These are the gradient descent formulas:
$$\frac{\delta }{\delta m} = \frac{2}{n}\sum-x_i(y_i – mx_i + b)\\
\frac{\delta }{\delta m} = \frac{2}{n}\sum-(y_i – mx_i + b) $$
And my understanding is they come from first taking the positive gradient is the partial derivatives of the function $ (y – mx + b)^2$.
This leads to
$$\frac{\delta J}{\delta m}( 2x(y – mx +b ))\\
\frac{\delta J}{\delta b}(2 \times (y – mx + b) \times 1)$$
Then to get the descent, we just add negatives to each partial derivative. So we are already descending.
But translating gradient descent into code, this is what I often see:
def linear_regression(X, y, m_current=0, b_current=0, epochs=1000,
learning_rate=0.0001):
N = float(len(y))
for i in range(epochs):
y_current = (m_current * X) + b_current
cost = sum([data**2 for data in (y-y_current)]) / N
m_gradient = -(2/N) * sum(X * (y - y_current))
b_gradient = -(2/N) * sum(y - y_current)
m_current = m_current - (learning_rate * m_gradient)
b_current = b_current - (learning_rate * b_gradient)
return m_current, b_current, cost
My question is about the update to m_current
and b_current
in the final lines of the function. Why is m_current - learning rate * m_gradient
and b_current - learning_rate * b_gradient
?
Why not
m_current = m_current + (learning_rate * m_gradient)
b_current = b_current + (learning_rate * b_gradient)

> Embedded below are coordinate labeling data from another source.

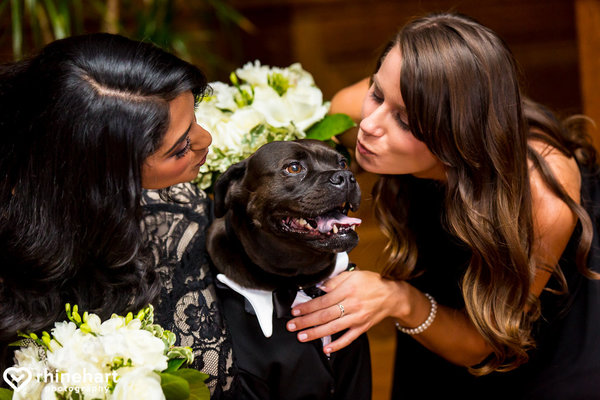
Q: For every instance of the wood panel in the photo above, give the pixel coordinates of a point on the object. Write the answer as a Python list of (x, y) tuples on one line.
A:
[(339, 40), (588, 28)]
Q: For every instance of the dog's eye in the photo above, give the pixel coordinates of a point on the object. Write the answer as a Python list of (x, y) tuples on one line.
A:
[(294, 168)]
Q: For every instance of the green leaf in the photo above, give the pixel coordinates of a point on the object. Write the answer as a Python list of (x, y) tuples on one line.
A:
[(195, 378), (330, 126), (174, 364), (174, 387)]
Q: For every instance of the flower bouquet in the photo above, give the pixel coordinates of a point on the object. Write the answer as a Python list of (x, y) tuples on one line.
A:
[(87, 359), (262, 104)]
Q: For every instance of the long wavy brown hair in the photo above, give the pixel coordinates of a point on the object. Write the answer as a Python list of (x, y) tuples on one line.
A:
[(460, 85)]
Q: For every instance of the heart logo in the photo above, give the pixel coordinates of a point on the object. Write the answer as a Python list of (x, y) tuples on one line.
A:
[(17, 377)]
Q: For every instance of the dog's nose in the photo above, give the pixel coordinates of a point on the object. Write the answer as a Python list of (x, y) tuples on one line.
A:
[(342, 178)]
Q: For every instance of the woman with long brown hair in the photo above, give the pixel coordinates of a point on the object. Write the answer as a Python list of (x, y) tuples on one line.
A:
[(487, 201)]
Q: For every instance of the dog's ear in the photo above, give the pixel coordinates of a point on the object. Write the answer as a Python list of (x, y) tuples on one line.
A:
[(226, 185)]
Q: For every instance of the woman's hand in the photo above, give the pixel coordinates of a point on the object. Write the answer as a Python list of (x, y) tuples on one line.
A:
[(366, 298)]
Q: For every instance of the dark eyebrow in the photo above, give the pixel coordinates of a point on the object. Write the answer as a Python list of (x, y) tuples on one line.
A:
[(401, 109), (181, 139)]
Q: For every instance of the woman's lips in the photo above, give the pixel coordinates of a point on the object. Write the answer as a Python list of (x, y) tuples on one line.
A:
[(362, 150)]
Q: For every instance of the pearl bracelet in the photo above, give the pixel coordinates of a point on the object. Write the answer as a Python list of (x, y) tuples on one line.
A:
[(421, 328)]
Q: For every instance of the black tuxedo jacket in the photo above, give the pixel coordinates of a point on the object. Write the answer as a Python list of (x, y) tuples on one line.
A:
[(282, 368)]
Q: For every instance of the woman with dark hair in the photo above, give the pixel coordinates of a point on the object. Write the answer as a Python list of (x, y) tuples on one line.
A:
[(86, 125), (489, 205)]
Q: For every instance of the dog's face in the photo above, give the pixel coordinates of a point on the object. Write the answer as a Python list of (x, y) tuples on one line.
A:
[(299, 192)]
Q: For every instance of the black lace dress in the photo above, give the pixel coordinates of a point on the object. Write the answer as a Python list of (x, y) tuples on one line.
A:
[(187, 305)]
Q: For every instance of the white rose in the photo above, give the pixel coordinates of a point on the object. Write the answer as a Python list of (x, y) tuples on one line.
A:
[(306, 105), (223, 96), (138, 383), (229, 135), (141, 346), (254, 73), (94, 322), (79, 351), (275, 110)]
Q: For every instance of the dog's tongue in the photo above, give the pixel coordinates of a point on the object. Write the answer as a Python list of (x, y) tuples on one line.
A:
[(325, 223)]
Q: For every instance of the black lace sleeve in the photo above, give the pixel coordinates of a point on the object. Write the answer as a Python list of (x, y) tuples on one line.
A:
[(175, 231)]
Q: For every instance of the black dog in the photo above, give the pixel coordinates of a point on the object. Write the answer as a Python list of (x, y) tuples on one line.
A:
[(281, 227)]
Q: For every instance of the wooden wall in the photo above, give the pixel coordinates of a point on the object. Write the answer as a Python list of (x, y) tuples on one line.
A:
[(338, 40)]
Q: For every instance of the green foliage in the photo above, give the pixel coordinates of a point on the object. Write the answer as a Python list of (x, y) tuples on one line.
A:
[(330, 126), (35, 23), (185, 384)]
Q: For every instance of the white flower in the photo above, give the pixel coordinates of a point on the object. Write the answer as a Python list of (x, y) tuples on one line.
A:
[(131, 343), (222, 97), (263, 104), (254, 73), (229, 134), (138, 383), (306, 105)]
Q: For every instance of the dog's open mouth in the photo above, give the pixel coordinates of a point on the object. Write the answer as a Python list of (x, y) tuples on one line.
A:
[(333, 222)]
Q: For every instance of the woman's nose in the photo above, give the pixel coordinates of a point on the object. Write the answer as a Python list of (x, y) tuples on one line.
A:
[(370, 125)]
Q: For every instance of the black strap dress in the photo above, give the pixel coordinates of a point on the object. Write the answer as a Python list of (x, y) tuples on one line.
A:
[(566, 362)]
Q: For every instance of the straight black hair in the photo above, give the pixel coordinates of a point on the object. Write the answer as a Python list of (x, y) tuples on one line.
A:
[(77, 122)]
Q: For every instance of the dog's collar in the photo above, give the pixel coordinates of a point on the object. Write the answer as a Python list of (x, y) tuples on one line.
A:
[(262, 300)]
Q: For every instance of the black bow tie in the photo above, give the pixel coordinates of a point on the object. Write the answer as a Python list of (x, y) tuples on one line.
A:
[(283, 298)]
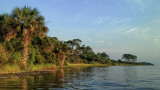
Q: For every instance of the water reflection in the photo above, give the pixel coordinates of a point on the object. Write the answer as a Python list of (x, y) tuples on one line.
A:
[(93, 78)]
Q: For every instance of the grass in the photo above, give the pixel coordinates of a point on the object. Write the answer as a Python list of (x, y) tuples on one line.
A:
[(9, 68), (87, 65)]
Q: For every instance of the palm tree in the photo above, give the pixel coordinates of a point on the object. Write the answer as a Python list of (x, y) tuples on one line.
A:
[(24, 23), (72, 44), (77, 43), (65, 49)]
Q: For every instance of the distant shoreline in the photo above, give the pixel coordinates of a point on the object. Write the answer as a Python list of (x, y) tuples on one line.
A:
[(53, 69)]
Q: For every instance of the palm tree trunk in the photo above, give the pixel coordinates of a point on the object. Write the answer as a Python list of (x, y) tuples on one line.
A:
[(25, 44), (63, 59)]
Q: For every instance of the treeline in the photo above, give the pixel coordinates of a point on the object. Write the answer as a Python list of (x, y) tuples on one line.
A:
[(23, 42)]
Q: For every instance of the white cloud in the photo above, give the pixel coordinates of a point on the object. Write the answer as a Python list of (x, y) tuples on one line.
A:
[(100, 20), (100, 41), (139, 5), (156, 41), (131, 30)]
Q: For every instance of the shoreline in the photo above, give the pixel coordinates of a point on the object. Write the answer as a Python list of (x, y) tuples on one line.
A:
[(47, 70)]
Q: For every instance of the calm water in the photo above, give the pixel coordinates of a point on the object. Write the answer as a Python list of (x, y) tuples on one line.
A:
[(91, 78)]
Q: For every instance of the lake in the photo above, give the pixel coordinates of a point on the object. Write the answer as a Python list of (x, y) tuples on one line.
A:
[(90, 78)]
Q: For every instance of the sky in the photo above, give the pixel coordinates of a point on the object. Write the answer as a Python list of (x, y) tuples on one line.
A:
[(116, 27)]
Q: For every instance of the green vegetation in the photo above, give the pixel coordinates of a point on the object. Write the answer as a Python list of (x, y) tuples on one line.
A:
[(24, 45), (129, 57)]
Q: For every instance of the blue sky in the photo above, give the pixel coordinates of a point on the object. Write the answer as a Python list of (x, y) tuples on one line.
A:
[(112, 26)]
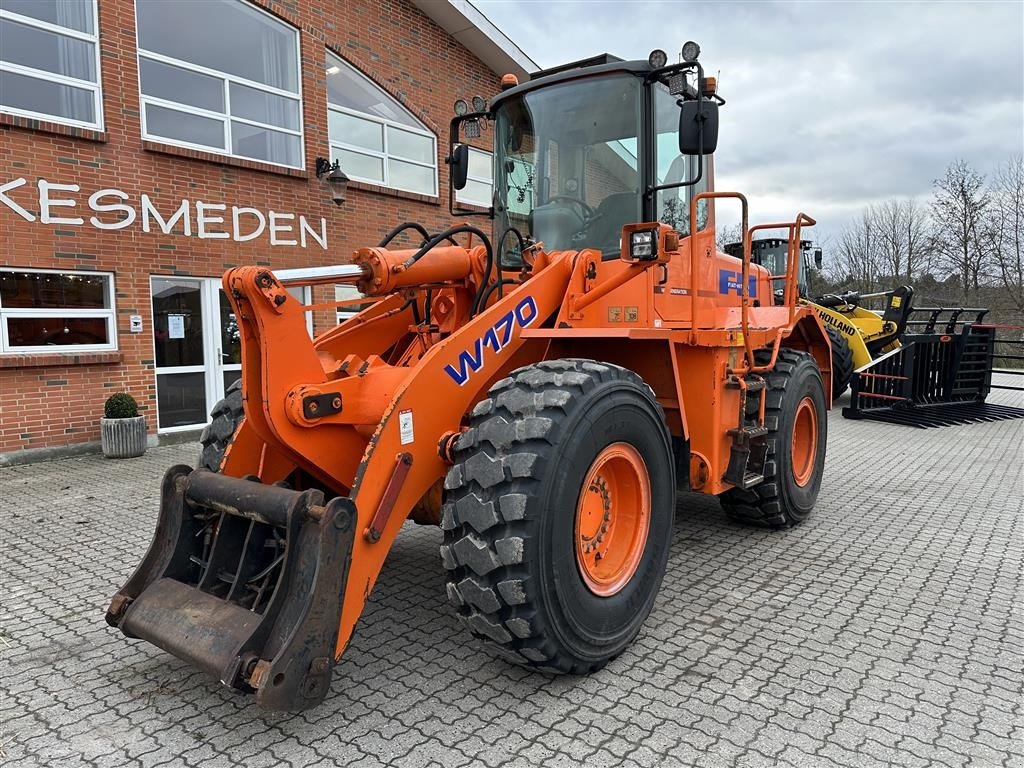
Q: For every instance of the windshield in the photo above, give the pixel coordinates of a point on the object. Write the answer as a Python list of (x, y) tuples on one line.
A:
[(566, 165)]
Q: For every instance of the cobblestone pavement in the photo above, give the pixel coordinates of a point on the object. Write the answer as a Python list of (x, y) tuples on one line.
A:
[(885, 631)]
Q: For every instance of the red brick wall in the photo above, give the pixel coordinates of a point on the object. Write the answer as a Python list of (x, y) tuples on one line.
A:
[(44, 402)]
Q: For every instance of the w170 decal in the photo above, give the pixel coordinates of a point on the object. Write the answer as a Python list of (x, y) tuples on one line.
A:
[(471, 360)]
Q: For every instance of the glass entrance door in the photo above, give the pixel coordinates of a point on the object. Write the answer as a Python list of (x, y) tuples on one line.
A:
[(197, 349)]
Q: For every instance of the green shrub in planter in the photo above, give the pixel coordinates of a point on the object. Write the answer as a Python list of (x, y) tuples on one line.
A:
[(122, 430), (120, 406)]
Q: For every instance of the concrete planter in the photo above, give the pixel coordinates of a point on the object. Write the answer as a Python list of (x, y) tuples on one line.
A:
[(123, 438)]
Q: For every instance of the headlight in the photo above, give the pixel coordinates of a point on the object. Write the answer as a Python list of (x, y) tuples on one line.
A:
[(657, 58), (643, 245)]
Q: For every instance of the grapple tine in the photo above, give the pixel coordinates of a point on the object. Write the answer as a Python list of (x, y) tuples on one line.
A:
[(246, 582)]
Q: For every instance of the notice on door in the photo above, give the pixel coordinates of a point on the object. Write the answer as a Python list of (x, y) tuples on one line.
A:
[(175, 326)]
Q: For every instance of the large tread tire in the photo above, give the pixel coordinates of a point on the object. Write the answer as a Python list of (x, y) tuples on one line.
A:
[(842, 360), (224, 421), (510, 511), (779, 502)]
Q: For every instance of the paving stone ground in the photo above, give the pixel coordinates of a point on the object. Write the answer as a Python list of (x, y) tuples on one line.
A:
[(885, 631)]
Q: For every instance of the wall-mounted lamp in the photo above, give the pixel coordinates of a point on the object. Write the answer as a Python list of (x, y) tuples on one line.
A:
[(332, 173)]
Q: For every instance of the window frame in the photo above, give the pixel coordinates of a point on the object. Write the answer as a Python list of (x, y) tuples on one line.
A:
[(110, 314), (385, 123), (488, 180), (225, 118), (96, 88)]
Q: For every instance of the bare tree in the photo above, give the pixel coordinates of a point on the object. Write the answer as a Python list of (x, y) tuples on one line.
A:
[(856, 261), (916, 235), (888, 219), (1005, 231), (960, 206), (726, 235)]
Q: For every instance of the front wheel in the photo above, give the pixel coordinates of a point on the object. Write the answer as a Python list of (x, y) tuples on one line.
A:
[(557, 514), (796, 418)]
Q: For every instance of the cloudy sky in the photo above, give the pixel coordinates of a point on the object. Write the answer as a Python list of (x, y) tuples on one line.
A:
[(832, 105)]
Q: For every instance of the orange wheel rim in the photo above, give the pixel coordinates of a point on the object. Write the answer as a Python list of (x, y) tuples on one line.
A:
[(612, 519), (805, 441)]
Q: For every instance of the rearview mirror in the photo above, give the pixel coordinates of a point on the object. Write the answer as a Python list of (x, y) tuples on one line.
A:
[(459, 164), (697, 120)]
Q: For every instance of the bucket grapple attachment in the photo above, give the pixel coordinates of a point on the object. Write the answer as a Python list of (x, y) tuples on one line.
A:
[(246, 582), (940, 377)]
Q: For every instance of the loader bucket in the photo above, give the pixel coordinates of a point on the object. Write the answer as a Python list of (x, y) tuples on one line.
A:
[(246, 582), (938, 378)]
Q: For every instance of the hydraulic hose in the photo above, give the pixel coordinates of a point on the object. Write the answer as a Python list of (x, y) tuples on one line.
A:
[(409, 225), (492, 288)]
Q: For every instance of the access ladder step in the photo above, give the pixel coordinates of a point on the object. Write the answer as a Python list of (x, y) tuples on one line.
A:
[(749, 432)]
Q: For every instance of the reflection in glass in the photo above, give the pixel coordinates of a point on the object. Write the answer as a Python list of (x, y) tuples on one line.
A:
[(177, 322), (37, 332), (181, 399), (52, 290), (230, 341)]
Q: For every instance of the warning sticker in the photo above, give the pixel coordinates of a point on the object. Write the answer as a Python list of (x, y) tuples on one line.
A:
[(406, 426)]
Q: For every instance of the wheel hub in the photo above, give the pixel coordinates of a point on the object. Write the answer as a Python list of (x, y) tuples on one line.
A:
[(612, 519), (805, 441)]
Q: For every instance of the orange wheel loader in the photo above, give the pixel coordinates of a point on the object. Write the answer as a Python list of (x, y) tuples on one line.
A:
[(541, 391)]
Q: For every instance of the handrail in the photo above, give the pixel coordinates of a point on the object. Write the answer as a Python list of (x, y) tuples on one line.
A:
[(745, 269)]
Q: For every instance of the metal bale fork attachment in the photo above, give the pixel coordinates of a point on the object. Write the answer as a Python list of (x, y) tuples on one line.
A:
[(246, 582), (940, 377)]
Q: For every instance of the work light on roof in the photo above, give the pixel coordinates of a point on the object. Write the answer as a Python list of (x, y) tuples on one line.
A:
[(657, 58)]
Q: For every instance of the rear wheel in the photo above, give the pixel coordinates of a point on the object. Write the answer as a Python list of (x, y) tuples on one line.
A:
[(842, 360), (224, 421), (557, 514), (796, 418)]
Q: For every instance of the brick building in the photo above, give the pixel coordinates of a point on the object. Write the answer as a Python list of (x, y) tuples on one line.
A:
[(146, 145)]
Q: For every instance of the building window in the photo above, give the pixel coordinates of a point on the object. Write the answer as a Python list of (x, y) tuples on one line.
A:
[(478, 186), (375, 137), (49, 61), (56, 311), (223, 79)]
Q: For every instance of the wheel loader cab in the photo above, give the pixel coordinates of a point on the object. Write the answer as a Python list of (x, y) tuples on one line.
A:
[(579, 158), (540, 413)]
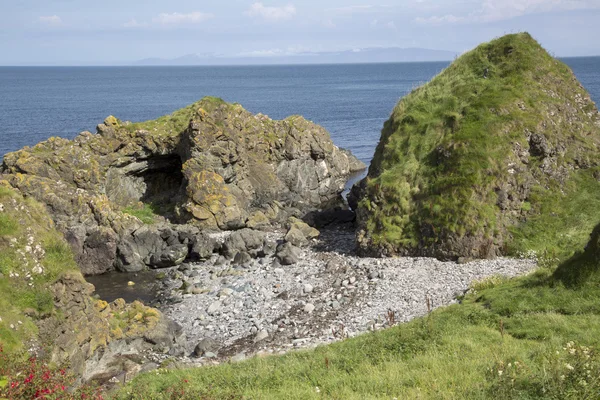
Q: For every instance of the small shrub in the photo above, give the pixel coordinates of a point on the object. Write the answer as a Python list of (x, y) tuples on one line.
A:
[(32, 378), (572, 372), (8, 225)]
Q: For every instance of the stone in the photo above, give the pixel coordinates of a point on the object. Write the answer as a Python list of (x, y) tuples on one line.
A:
[(205, 346), (296, 237), (260, 336), (202, 247), (244, 240), (242, 258), (288, 254), (214, 307), (169, 257), (525, 170), (307, 231)]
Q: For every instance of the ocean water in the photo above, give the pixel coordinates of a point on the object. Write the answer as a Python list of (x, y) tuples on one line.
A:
[(350, 101)]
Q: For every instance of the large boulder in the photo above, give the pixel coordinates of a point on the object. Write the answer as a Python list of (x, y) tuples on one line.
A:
[(472, 163), (54, 307), (211, 165)]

Our gradient descents are already negative to point us towards descending along the cost curve, so why aren't we updating our m_current
and b_current
by just adding the respective gradients?
Best Answer
If we add the gradient to it, we are taking the step that is the steepest ascent, that is we are increasing our value locally, but here we are trying to minimize our objective function.
For example, suppose $y=2x$, the gradient is $2$, no matter where we are, adding $2$ to our current location increases the value of $y$.